Objective Indicators based on hospital administrative data have potential for misclassification error, especially if they rely on clinical detail that may not be well recorded in the data. We applied an approach using modified logistic regression models to assess the misclassification (false-positive and false-negative) rates of low-value care indicators.

Design and setting We applied indicators involving 19 procedures to an extract from the New South Wales Admitted Patient Data Collection (1 January 2012 to 30 June 2015) to label episodes as low value. We fit four models (no misclassification, false-positive only, false-negative only, both false-positive and false-negative) for each indicator to estimate misclassification rates and used the posterior probabilities of the models to assess which model fit best.

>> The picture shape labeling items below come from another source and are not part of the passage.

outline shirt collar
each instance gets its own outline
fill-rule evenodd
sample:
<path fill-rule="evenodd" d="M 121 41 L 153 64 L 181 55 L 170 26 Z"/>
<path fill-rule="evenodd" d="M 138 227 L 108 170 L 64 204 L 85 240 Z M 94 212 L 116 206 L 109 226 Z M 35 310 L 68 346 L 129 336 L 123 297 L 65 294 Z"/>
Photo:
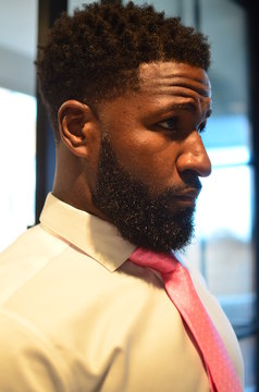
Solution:
<path fill-rule="evenodd" d="M 128 259 L 135 246 L 111 223 L 78 210 L 48 194 L 40 215 L 41 226 L 76 246 L 109 271 Z"/>

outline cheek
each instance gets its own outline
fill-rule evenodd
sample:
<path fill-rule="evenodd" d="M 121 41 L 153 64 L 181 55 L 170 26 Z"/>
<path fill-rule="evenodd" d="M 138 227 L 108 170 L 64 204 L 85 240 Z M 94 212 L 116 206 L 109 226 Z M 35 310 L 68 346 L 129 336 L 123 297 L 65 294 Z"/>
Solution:
<path fill-rule="evenodd" d="M 132 176 L 157 188 L 171 186 L 176 181 L 176 157 L 178 146 L 175 142 L 149 132 L 127 138 L 123 147 L 114 150 L 119 162 Z"/>

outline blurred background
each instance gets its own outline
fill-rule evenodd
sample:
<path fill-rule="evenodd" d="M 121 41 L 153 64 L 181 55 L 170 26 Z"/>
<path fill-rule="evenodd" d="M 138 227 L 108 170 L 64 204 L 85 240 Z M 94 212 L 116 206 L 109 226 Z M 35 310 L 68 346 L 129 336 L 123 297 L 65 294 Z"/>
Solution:
<path fill-rule="evenodd" d="M 72 13 L 83 3 L 87 1 L 0 0 L 0 252 L 38 221 L 52 186 L 54 144 L 37 95 L 37 45 L 45 42 L 63 10 Z M 258 4 L 249 0 L 149 3 L 208 35 L 212 47 L 213 114 L 203 140 L 213 171 L 202 181 L 196 235 L 184 257 L 201 271 L 227 314 L 245 360 L 246 391 L 257 391 Z"/>

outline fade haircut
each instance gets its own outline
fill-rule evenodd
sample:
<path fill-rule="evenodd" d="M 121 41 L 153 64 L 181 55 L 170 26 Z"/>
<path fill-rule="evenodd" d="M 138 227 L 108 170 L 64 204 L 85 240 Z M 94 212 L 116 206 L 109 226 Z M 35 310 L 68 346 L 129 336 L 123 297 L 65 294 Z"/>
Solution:
<path fill-rule="evenodd" d="M 55 140 L 57 113 L 69 99 L 97 108 L 127 88 L 137 89 L 141 63 L 176 61 L 208 70 L 210 49 L 201 33 L 152 5 L 94 2 L 62 13 L 36 61 L 39 90 Z"/>

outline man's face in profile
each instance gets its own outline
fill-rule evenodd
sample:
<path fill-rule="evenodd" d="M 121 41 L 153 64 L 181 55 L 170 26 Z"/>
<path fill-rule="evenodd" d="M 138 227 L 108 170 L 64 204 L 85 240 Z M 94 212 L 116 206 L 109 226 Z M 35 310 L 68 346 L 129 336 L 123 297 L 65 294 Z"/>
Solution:
<path fill-rule="evenodd" d="M 211 170 L 199 134 L 210 105 L 205 71 L 161 62 L 140 68 L 139 91 L 104 106 L 92 201 L 134 244 L 170 252 L 189 242 L 199 176 Z"/>

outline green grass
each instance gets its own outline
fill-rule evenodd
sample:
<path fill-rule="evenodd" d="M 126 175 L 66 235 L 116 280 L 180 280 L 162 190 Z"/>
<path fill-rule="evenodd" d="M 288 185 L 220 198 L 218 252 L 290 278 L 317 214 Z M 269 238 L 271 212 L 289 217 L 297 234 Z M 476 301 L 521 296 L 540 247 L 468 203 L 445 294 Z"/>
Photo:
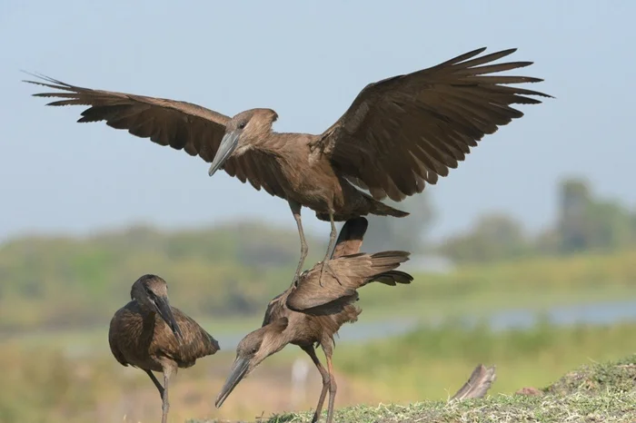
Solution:
<path fill-rule="evenodd" d="M 104 327 L 129 300 L 133 281 L 146 272 L 164 277 L 171 301 L 197 320 L 212 320 L 211 330 L 223 330 L 214 326 L 217 320 L 224 327 L 244 316 L 257 321 L 267 302 L 289 286 L 297 242 L 293 230 L 258 225 L 176 232 L 132 228 L 85 239 L 7 241 L 0 244 L 0 331 Z M 320 259 L 321 248 L 310 248 L 314 252 L 307 266 Z M 413 276 L 408 287 L 361 290 L 363 319 L 636 299 L 636 250 L 524 258 Z"/>
<path fill-rule="evenodd" d="M 494 382 L 497 383 L 496 381 Z M 380 404 L 336 410 L 334 421 L 355 423 L 633 422 L 636 420 L 636 355 L 583 366 L 542 389 L 540 396 L 490 395 L 466 401 Z M 325 413 L 323 414 L 324 418 Z M 267 423 L 308 422 L 312 412 L 274 415 Z M 208 420 L 212 423 L 216 420 Z M 190 423 L 197 423 L 190 420 Z M 198 423 L 204 423 L 202 421 Z"/>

Results False-positive rates were low for most indicators—if the indicator labels care as low value, the care is most likely truly low value according to the relevant recommendation. False-negative rates were much higher but were poorly estimated (wide credible intervals). For most indicators, the models allowing no misclassification or allowing false-negatives but no false-positives had the highest posterior probability. The overall low-value care rate from the indicators was 12%. After adjusting for the estimated misclassification rates from the highest probability models, this increased to 35%.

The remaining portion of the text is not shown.